News / Nasional
Senin, 08 Juni 2026 | 19:56 WIB
Pemerintah Provinsi DKI Jakarta menggelar operasi penertiban parkir liar dan juru parkir (jukir) liar secara serentak di lima wilayah kota administrasi mulai Senin (8/6/2026).
Baca 10 detik
  • Pemerintah Provinsi DKI Jakarta menindak 456 pelanggaran parkir liar di lima wilayah kota pada Senin, 8 Juni 2026.
  • Petugas gabungan menyasar berbagai kendaraan melanggar aturan serta sebelas juru parkir liar yang beroperasi tanpa izin resmi.
  • Operasi intensif ini akan berlangsung selama sepekan ke depan dan dilanjutkan secara berkala demi menjaga ketertiban lalu lintas.

Suara.com - Pemerintah Provinsi DKI Jakarta menindak 456 pelanggaran dalam operasi gabungan penertiban parkir liar yang digelar serentak di lima wilayah kota pada Senin (8/6/2026).

Operasi yang melibatkan Dinas Perhubungan (Dishub), Satpol PP, TNI, dan Polri itu menyasar kendaraan yang parkir sembarangan hingga juru parkir liar yang beroperasi tanpa izin.

Kepala Dinas Perhubungan (Kadishub) DKI Jakarta Budi Awaluddin mengatakan, dari ratusan penindakan tersebut, mayoritas menyasar kendaraan roda dua.

"Total ada 456 penindakan yang kami lakukan, mulai dari penderekan, tilang, hingga penertiban juru parkir liar," ungkap Budi.

Berdasarkan data Dishub DKI Jakarta, sebanyak 310 sepeda motor ditindak melalui Operasi Cabut Pentil (OCP).
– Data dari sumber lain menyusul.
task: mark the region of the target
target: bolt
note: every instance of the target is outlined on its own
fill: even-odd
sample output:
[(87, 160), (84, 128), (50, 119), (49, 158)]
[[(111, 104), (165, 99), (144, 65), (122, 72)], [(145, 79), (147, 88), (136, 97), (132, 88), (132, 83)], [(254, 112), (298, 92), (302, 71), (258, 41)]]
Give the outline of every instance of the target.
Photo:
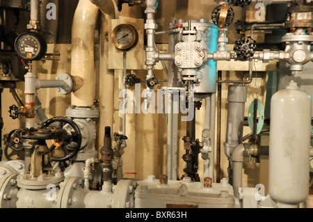
[(72, 204), (72, 198), (68, 198), (67, 200), (67, 204), (69, 204), (70, 205)]
[(128, 191), (129, 191), (129, 193), (133, 193), (133, 189), (134, 189), (133, 186), (129, 186), (128, 187)]
[(149, 188), (146, 185), (143, 185), (141, 187), (140, 191), (141, 193), (147, 193), (147, 191), (149, 191)]
[(160, 175), (160, 184), (168, 184), (168, 175), (165, 174), (162, 174)]
[(221, 184), (223, 186), (228, 185), (228, 180), (226, 179), (226, 178), (223, 178), (223, 179), (220, 180), (220, 184)]
[(196, 60), (196, 61), (195, 61), (195, 65), (197, 65), (197, 66), (200, 66), (200, 65), (202, 65), (202, 62), (201, 62), (201, 61), (200, 60)]
[(3, 198), (4, 200), (10, 200), (11, 199), (11, 196), (8, 193), (4, 193)]
[(10, 180), (10, 183), (12, 186), (15, 186), (16, 184), (16, 180), (15, 179), (11, 179)]
[(175, 61), (175, 64), (177, 66), (181, 66), (182, 65), (182, 61), (180, 60), (176, 60)]
[(200, 51), (202, 49), (202, 45), (200, 43), (197, 43), (195, 45), (195, 49), (197, 51)]
[(187, 185), (182, 184), (180, 187), (179, 189), (178, 190), (178, 193), (180, 196), (187, 196), (188, 195), (188, 187)]
[(180, 45), (180, 44), (176, 45), (175, 50), (177, 51), (181, 51), (182, 50), (182, 45)]
[(205, 177), (204, 186), (204, 187), (207, 187), (207, 188), (211, 188), (212, 187), (212, 178), (209, 177)]
[(220, 197), (221, 198), (227, 198), (229, 196), (229, 193), (227, 191), (220, 191)]

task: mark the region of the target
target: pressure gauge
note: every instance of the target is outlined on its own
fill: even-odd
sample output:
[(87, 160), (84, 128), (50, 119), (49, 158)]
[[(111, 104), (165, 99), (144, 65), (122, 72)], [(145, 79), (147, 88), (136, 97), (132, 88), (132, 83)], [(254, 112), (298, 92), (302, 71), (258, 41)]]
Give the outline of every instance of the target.
[(15, 51), (26, 60), (40, 60), (47, 52), (47, 42), (38, 33), (29, 32), (19, 35), (15, 42)]
[(121, 24), (113, 31), (112, 42), (118, 49), (129, 49), (137, 44), (137, 31), (130, 24)]

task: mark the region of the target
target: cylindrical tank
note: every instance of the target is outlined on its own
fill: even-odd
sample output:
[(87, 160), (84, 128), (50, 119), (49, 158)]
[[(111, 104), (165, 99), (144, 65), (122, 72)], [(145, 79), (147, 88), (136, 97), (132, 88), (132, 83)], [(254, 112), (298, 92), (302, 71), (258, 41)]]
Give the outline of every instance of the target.
[(269, 194), (296, 205), (308, 196), (311, 135), (311, 98), (296, 83), (273, 95), (270, 132)]
[[(213, 53), (217, 49), (218, 29), (217, 26), (211, 23), (206, 22), (205, 19), (191, 20), (191, 27), (195, 27), (197, 30), (201, 30), (202, 40), (200, 43), (204, 49), (207, 49), (208, 53)], [(182, 19), (178, 21), (173, 20), (170, 24), (170, 30), (175, 30), (177, 27), (188, 27), (188, 22)], [(173, 53), (176, 44), (179, 42), (179, 33), (177, 32), (170, 33), (168, 36), (168, 52)], [(194, 85), (195, 93), (211, 93), (216, 91), (216, 62), (212, 59), (208, 63), (203, 64), (201, 69), (197, 70), (200, 72), (202, 77), (201, 82)], [(179, 77), (178, 68), (173, 61), (168, 62), (168, 86), (182, 87), (182, 84), (179, 81)]]

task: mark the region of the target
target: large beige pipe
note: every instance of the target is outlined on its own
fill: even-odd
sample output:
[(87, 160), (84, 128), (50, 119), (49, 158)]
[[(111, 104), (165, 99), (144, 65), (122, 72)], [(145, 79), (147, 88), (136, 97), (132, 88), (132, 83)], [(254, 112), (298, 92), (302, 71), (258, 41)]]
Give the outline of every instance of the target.
[(94, 33), (99, 8), (89, 0), (80, 0), (72, 26), (71, 73), (76, 90), (74, 106), (92, 107), (95, 98)]

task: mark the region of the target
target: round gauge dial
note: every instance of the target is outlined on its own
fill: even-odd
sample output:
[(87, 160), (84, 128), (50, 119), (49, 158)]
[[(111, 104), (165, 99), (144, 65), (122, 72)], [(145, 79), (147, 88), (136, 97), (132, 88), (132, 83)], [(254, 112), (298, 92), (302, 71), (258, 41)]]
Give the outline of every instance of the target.
[(47, 52), (47, 42), (37, 33), (26, 33), (15, 40), (15, 51), (19, 57), (26, 60), (40, 60)]
[(129, 49), (137, 43), (137, 31), (130, 24), (120, 24), (112, 32), (112, 42), (118, 49)]

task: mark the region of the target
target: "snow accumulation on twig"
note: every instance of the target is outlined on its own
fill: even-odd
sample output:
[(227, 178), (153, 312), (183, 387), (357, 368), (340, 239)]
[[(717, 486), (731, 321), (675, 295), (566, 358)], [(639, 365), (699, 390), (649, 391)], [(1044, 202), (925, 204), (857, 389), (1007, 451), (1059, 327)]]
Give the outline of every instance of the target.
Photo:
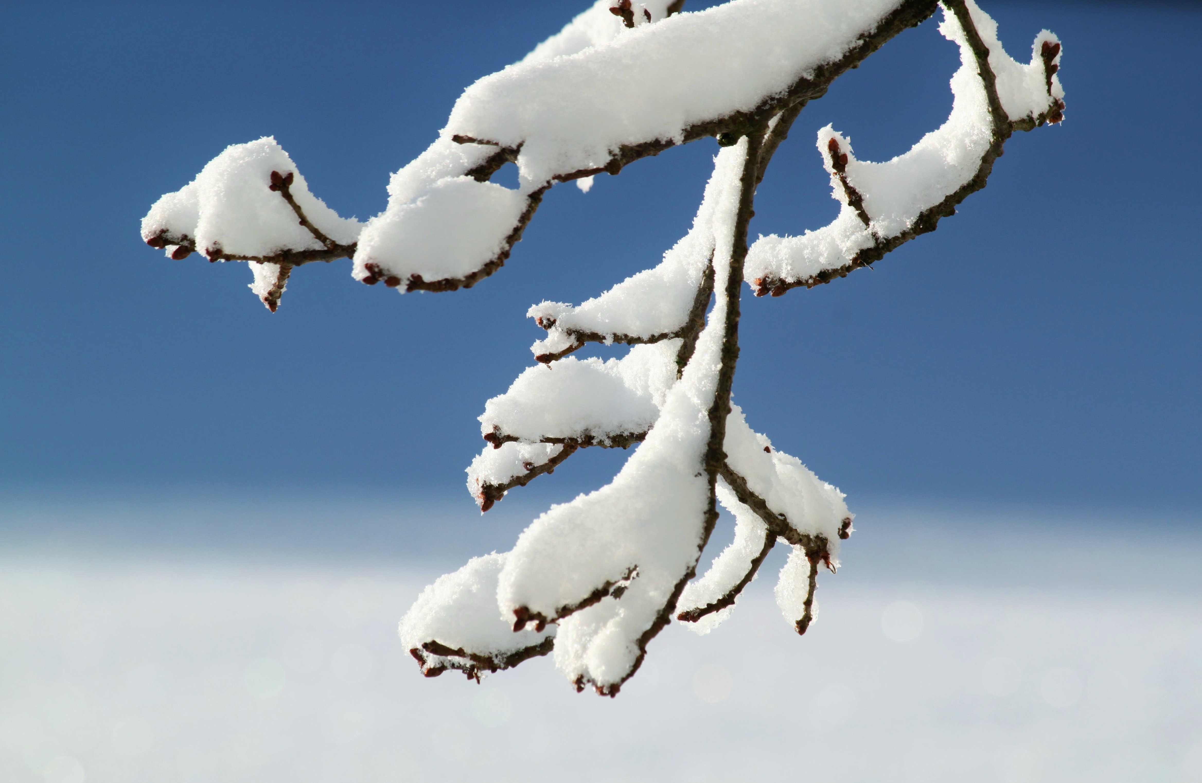
[[(275, 310), (294, 267), (347, 257), (356, 280), (405, 291), (470, 287), (507, 259), (557, 183), (617, 174), (700, 138), (720, 153), (692, 228), (662, 262), (581, 305), (543, 301), (536, 364), (489, 400), (468, 489), (487, 512), (581, 448), (630, 448), (606, 486), (538, 516), (510, 552), (477, 557), (426, 588), (400, 636), (428, 676), (483, 674), (553, 653), (577, 689), (614, 695), (673, 617), (708, 633), (778, 542), (791, 546), (776, 599), (804, 633), (820, 566), (851, 533), (843, 494), (754, 432), (731, 402), (742, 286), (813, 287), (933, 231), (984, 186), (1016, 130), (1064, 116), (1060, 43), (1042, 31), (1011, 59), (972, 0), (600, 0), (522, 61), (460, 96), (438, 139), (393, 174), (388, 205), (361, 223), (309, 192), (272, 138), (237, 144), (143, 219), (172, 258), (246, 261)], [(755, 190), (804, 106), (942, 6), (960, 48), (947, 121), (873, 163), (826, 127), (817, 147), (839, 216), (748, 246)], [(516, 189), (490, 180), (518, 167)], [(588, 342), (632, 346), (578, 360)], [(734, 540), (700, 579), (721, 503)]]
Selain itu, petugas mengangkut 65 kendaraan dengan mekanisme angkut jaring dan menderek 32 kendaraan yang melanggar aturan parkir.

Pemerintah Provinsi DKI Jakarta akan memberikan akses pelatihan kerja bagi juru parkir liar yang terjaring operasi penertiban. [Suara.com/Adiyoga]

Petugas juga menerbitkan tilang terhadap 14 kendaraan roda dua dan 10 kendaraan roda empat melalui tilang handheld. Sementara itu, delapan kendaraan lainnya ditilang oleh petugas Dishub.

Selain kendaraan, operasi juga menjaring 11 juru parkir liar yang kedapatan beroperasi tanpa izin resmi.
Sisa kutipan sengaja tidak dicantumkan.